20/01 Allgemeines bürgerliches Gesetzbuch (ABGB);
60/04 Arbeitsrecht allgemein;
62 Arbeitsmarktverwaltung;

Norm

ABGB §140;
AuslBG §1 Abs2 litl;
AuslBG §3 Abs8;

Betreff

Der Verwaltungsgerichtshof hat durch den Vorsitzenden Senatspräsident Dr. Graf und die Hofräte Dr. Händschke, Dr. Blaschek, Dr. Rosenmayr und Dr. Bachler als Richter, im Beisein der Schriftführerin Mag. Lier, über die Beschwerde der M in K, vertreten durch Dr. Hans Kröppel, Rechtsanwalt in 8650 Kindberg, Hauptstraße 7, gegen den Bescheid der Landesgeschäftsstelle des Arbeitsmarktservice Steiermark vom 11. März 2003, Zl. LGS600/AUS/13117/2003/Te, betreffend Ausstellung einer Bestätigung gemäß § 3 Abs. 8 des Ausländerbeschäftigungsgesetzes, zu Recht erkannt:

Spruch

Die Beschwerde wird als unbegründet abgewiesen.

Die Beschwerdeführerin hat dem Arbeitsmarktservice Aufwendungen in der Höhe von EUR 381,90 binnen zwei Wochen bei sonstiger Exekution zu ersetzen.

Begründung

Mit Eingabe vom 28. Juni 2002 beantragte die - 1969 geborene - Beschwerdeführerin, eine rumänische Staatsangehörige, unter Hinweis auf den mit Beschluss des Bezirksgerichtes Bruck /Mur vom 6. August 2001 genehmigten Adoptionsvertrag vom 17. April 2001, die Feststellung gemäß § 3 Abs. 8 AuslBG.

Dieser Antrag wurde mit Bescheid des Arbeitsmarktservice Bruck/Mur vom 7. Oktober 2002 abgewiesen.

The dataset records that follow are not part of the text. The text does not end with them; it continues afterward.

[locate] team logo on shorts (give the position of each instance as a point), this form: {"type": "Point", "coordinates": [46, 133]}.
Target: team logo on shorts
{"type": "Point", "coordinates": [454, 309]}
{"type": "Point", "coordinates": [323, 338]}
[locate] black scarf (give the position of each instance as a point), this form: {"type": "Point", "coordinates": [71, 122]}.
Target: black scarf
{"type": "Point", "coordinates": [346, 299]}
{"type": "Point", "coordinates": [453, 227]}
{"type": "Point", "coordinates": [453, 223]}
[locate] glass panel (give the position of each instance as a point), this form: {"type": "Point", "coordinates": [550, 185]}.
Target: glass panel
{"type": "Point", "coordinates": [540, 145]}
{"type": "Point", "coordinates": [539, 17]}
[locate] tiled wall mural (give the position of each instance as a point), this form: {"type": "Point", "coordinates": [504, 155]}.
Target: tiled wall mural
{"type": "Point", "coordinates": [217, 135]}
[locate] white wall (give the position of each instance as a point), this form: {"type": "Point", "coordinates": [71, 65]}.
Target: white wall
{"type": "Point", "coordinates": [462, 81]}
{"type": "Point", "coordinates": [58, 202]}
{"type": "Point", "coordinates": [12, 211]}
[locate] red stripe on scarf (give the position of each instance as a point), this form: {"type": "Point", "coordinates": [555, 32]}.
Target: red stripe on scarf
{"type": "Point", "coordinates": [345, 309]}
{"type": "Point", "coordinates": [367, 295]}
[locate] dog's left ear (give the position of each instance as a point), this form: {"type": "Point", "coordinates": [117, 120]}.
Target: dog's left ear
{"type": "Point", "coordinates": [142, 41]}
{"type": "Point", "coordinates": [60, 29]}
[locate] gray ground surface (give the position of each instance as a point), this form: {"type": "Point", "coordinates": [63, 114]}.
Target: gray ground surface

In ihrer gegen diesen Bescheid erhobenen Berufung brachte die Beschwerdeführerin unter anderem vor, sie sei mit einem rumänischen Staatsbürger verheiratet, der primär zur Unterhaltsleistung ihr gegenüber verpflichtet sei. Ihre österreichischen Adoptiveltern hafteten hingegen nur subsidiär für ihren Unterhalt insoweit, als ihr Gatte hiezu nicht in der Lage sei. Tatsächlich sei von ihren Adoptiveltern im Jahre 2001 eine Unterhaltssumme von S 5.000,--, im Jahre 2002 in kleineren Geldbeträgen insgesamt EUR 300,-- an sie bezahlt worden. Darüber hinaus hätten sich keine Notwendigkeiten für etwaige Unterhaltsleistungen durch die Adoptiveltern ergeben.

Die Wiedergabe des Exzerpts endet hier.